What this document does

normalizes frequencies of a given data set relative to a subcorpus or other relevant token size (e.g. number of verbs in subcorpus)
produces a frequency distribution graph of the normalized data
produces a sortable data table of the normalized data

The document uses two R-functions from the R-script func_dataana_normfreq.R - norm.data - plot.bar

The functions facilitate normalization and plotting making the R-Markdown more readable and easier to modify.

Getting started

download
- the zip-file including the R Markdown file (.Rmd), an R-script (.R) with functions as well as the sample data
unpack the zip-file in the course directory
open the R Markdown file (Data_analysis_norm-and-freq.Rmd) in RStudio
if you klick on Knit it will generate a HTML document including both text content and the output of the embedded R code chunks
you can delete and/or change any text (white background) without affecting the functionality of the document

Input data

The document requires two different data sets.

data set of phenomena
data set with subcorpus frequencies (the subcorpus frequencies are not needed if you can calculate the relative token size from the data set)

Initially the file runs with the sample data provided:

sample data set: Full verbs and their parts-of-speech across registers and corpora (BROWN, FROWN, BLOB, FLOB, LOB) in the Brown family corpora
sample data set with subcorpus frequencies (register and corpora)

See Creating the sample data for information on how to create the sample data provided.

You may also use the document with your own data. In this case you simply have to adjust the parameters below.

See Download query results in a TAB-deliminated format for more information on data sets and how to extract them using CQPweb.
See Manipulating Data Sets for information on how to modify an existing data set (adding columns, etc.)

Parameter settings: you need to adopt the variables in this chunk to process your own data or to change the features for the analysis.

# Parameter settings: ADOPT this variables in this chunk to process your own data
# data set file with column names
datafile <- "data/distr_vfull_lemma-pos-reg-sc_brownfam-meta.txt"
# data set with token sizes with column names
csizefile <- "data/brown_family_csizes-meta.txt"

Analysis

The first thing we have to do is load the data sets.

As you can see, the r-chunk uses the parameters we set above to load the data sets dat and d.csize.

# load the data set file
dat <- read.table(datafile, header=T, fill=T, sep="\t", row.names=NULL, quote="")
# load the data set with token sizes
d.csize <- read.table(csizefile, header=T, fill=T, sep="\t", row.names=NULL, quote="")

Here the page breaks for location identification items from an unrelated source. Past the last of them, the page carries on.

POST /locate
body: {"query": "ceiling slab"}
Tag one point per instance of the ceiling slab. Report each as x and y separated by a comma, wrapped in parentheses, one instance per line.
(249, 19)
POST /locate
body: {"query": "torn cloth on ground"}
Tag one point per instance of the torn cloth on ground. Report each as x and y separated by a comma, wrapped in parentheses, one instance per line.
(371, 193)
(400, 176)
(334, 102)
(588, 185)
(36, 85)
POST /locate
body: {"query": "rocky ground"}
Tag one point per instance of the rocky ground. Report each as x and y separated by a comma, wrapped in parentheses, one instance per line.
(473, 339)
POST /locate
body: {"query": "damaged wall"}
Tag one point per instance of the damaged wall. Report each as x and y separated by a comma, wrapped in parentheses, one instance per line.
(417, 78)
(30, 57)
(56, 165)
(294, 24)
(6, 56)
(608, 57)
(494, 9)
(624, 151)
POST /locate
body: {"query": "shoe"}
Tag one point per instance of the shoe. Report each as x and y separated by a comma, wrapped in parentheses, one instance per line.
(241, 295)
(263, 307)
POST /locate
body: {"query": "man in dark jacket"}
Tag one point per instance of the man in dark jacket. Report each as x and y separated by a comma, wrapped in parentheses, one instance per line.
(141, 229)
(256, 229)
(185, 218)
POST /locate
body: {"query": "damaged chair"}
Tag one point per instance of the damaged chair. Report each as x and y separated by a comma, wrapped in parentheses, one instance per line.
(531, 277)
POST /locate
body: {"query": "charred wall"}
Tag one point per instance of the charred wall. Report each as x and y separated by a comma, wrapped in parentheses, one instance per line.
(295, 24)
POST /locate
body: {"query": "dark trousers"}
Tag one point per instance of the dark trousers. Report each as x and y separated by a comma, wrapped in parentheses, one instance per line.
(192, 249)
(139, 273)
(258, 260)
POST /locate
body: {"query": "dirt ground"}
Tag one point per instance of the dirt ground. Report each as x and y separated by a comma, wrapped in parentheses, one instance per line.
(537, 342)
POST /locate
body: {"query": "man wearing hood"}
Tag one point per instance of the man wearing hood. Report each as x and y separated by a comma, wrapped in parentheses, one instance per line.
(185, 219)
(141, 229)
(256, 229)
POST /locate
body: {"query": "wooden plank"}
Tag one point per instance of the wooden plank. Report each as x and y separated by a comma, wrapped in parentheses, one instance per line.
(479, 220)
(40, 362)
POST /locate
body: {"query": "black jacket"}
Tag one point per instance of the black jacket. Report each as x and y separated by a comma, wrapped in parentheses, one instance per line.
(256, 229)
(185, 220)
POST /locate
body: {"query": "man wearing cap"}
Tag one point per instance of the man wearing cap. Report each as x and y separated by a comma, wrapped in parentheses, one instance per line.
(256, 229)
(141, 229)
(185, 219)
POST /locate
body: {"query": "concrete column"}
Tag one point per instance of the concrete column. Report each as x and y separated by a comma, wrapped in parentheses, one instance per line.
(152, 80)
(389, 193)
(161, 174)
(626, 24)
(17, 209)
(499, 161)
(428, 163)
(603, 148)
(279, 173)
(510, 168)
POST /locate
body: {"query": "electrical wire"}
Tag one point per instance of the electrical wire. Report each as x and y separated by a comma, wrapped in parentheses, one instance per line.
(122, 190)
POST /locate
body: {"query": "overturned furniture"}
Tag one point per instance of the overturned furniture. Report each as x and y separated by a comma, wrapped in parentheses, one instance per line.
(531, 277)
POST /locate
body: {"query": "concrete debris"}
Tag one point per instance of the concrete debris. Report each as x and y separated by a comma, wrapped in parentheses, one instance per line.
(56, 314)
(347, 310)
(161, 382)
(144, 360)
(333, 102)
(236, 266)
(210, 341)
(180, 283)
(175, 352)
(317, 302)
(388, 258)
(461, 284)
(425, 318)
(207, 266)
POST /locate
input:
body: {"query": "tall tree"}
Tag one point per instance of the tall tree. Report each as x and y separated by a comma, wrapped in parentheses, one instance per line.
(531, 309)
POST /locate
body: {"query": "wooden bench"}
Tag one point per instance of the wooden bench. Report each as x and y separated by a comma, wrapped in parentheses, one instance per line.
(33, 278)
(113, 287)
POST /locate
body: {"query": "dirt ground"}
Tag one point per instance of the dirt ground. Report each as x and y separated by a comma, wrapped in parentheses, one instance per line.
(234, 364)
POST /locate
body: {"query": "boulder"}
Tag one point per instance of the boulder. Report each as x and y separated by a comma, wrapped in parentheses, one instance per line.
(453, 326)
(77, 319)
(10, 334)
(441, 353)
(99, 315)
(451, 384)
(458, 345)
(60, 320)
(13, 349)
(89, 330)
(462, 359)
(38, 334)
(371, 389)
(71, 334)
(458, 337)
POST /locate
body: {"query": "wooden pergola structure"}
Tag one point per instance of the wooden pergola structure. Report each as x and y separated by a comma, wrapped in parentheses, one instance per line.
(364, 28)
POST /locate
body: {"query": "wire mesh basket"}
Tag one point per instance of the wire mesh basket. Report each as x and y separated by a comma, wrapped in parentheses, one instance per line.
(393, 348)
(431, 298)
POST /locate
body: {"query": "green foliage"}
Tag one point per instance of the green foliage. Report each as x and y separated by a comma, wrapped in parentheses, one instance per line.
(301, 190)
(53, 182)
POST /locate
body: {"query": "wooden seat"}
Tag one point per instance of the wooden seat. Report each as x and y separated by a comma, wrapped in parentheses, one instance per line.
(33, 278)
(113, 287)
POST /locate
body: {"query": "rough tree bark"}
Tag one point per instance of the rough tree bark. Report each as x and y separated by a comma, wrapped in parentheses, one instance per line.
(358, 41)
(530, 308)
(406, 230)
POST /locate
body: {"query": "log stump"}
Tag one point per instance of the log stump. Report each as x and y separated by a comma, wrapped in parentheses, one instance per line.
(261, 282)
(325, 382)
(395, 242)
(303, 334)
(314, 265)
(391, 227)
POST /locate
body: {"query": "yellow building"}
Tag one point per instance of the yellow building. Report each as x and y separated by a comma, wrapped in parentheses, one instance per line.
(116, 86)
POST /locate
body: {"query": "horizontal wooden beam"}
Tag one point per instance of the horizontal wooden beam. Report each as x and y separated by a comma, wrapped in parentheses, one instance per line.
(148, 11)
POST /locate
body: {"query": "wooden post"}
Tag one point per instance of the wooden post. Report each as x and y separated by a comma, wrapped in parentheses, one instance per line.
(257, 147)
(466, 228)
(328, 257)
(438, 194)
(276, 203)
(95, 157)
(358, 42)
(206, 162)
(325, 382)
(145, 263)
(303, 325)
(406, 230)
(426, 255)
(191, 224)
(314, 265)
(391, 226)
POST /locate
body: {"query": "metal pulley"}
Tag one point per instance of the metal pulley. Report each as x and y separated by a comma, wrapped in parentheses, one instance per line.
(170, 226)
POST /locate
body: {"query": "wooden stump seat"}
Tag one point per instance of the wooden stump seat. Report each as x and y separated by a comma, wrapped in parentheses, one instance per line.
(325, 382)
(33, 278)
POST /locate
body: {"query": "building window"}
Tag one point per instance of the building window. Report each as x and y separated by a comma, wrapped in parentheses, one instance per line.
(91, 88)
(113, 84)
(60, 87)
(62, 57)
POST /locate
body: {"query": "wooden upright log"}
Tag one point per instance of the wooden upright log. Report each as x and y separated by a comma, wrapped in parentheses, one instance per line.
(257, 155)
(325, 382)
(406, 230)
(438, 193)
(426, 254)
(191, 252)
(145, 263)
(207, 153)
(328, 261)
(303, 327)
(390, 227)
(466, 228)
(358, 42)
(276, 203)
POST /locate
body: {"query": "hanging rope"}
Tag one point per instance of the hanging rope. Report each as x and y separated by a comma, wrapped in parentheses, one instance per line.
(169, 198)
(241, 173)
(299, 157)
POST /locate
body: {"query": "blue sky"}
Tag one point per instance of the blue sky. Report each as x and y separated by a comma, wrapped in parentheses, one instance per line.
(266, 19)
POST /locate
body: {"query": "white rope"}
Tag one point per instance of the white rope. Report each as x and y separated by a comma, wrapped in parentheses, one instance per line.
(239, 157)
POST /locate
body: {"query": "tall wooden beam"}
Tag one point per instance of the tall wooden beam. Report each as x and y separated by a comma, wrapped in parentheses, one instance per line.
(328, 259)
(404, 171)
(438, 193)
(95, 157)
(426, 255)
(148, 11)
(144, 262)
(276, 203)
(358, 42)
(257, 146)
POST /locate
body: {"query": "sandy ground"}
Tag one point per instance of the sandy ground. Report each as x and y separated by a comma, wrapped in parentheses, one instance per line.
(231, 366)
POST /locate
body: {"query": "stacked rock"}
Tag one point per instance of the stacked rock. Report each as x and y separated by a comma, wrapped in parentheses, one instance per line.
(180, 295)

The data set dat is a multivariate data set including a lot of different features, e.g. the verb lemma and the part-of-speach as well as register, language variety, and year.
We can choose which features we want to investigate more closely using the paramter variables feat1 and feat2.
In this tutorial feat1 refers to the linguistic phenomenon, while feat2 refers the subcorpus.

We can change the features any time to plot new things.